Its graphics and gameplay were considered innovative and technically impressive at the time. A revised edition, Magic Carpet Plus, included the Hidden Worlds expansion pack which added 25 levels and a winter-themed tileset. The title also had a sequel released in 1995, Magic Carpet 2.
The player plays a wizard on a magic carpet flying over water, mountains and other terrain while destroying monsters and rival wizards (which are controlled by the computer) and collecting "mana" which is gathered by hot air balloons and stored in the player's own castle.
The story is told in a cutscene that depicts the pages of a book being flipped. According to this back story, mana was discovered and though it initially had beneficial uses, the quest for it made the lands barren. Worse, many corrupt wizards began turning to mana for their own nefarious purposes, eventually leading to war between them. The battling wizards began using more destructive spells and summoning deadly monsters, the latter of which often turned against them. One wizard hoped to end everything with an all-powerful spell but instead only left the worlds shattered. Only his apprentice survived and his goal is to restore the worlds to equilibrium.
The player has to visit several small spherical "worlds" (50 in the original game and an additional 25 in the expansion). The goal in each world is to build a castle and fill it with the necessary percentage of the total mana in the current level (or "world"), restoring it to "equilibrium". The total mana level is fixed in each world.
The player can destroy enemy monsters and then salvage the mana they leave behind, represented by pearls of varying sizes. To accomplish this, the player has to possess the mana so that mana-collecting balloons bring them to the player's castle (the balloons ignore mana that are unpossessed or possessed by an enemy wizard). Greater amounts of mana stored in the castle allow the player to expand the castle and cast more powerful spells.

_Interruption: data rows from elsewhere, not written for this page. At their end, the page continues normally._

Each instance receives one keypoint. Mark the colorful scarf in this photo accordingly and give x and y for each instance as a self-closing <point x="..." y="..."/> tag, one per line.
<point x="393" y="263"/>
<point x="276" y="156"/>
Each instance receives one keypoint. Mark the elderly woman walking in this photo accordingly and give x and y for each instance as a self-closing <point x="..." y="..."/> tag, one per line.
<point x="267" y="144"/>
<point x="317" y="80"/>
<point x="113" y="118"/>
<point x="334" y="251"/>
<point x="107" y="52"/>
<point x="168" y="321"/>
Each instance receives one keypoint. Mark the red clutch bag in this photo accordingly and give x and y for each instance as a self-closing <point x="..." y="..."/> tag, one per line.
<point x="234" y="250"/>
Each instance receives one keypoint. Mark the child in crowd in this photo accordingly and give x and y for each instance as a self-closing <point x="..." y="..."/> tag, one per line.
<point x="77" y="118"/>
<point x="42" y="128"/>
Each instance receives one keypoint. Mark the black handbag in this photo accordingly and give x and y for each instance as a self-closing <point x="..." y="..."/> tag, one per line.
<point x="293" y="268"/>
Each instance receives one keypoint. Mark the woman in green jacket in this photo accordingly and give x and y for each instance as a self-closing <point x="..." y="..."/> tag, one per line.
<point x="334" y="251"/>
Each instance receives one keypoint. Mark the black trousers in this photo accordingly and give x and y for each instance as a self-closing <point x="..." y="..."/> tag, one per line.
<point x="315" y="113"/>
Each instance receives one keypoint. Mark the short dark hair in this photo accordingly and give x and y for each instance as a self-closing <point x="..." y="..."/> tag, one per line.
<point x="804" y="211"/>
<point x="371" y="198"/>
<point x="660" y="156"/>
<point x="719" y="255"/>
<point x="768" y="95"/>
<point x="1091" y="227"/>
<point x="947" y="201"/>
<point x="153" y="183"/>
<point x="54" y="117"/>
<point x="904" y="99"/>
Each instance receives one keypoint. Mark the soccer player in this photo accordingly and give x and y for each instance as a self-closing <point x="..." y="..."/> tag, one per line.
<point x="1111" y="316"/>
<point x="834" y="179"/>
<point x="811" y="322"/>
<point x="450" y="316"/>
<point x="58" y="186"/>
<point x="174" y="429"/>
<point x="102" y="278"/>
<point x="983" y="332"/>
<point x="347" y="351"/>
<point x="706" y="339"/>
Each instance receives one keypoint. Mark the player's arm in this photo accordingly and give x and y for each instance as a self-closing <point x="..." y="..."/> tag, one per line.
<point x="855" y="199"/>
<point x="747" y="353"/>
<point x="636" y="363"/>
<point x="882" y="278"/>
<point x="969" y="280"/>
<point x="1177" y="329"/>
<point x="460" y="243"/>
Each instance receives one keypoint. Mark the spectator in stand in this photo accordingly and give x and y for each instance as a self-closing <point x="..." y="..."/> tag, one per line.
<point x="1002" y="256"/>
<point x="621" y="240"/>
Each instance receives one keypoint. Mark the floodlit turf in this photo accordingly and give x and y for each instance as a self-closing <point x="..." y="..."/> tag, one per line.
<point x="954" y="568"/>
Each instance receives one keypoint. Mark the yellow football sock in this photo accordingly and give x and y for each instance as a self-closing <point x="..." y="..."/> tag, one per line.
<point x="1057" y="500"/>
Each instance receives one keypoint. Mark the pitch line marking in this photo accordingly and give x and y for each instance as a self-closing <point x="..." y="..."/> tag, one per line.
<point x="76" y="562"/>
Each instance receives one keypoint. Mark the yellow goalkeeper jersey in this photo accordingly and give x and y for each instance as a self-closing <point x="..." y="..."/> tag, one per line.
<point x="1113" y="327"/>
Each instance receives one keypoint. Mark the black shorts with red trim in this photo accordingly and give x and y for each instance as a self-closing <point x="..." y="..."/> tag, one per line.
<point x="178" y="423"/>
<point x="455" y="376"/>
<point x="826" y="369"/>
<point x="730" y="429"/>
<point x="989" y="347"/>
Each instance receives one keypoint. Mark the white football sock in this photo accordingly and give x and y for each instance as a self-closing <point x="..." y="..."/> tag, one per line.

As the player expands the castle, it spawns additional balloons and armed guards that defend the castle against attacks by enemy wizards. Besides storing mana, the player's castle also serves as a home base for the player character where he can regain health and mana. Upon death, the player character respawns at his castle. Dying without a castle forces the player to restart the level since the game does not have a mid-level save feature. As long as the player's castle is at least partly intact, the player character cannot die.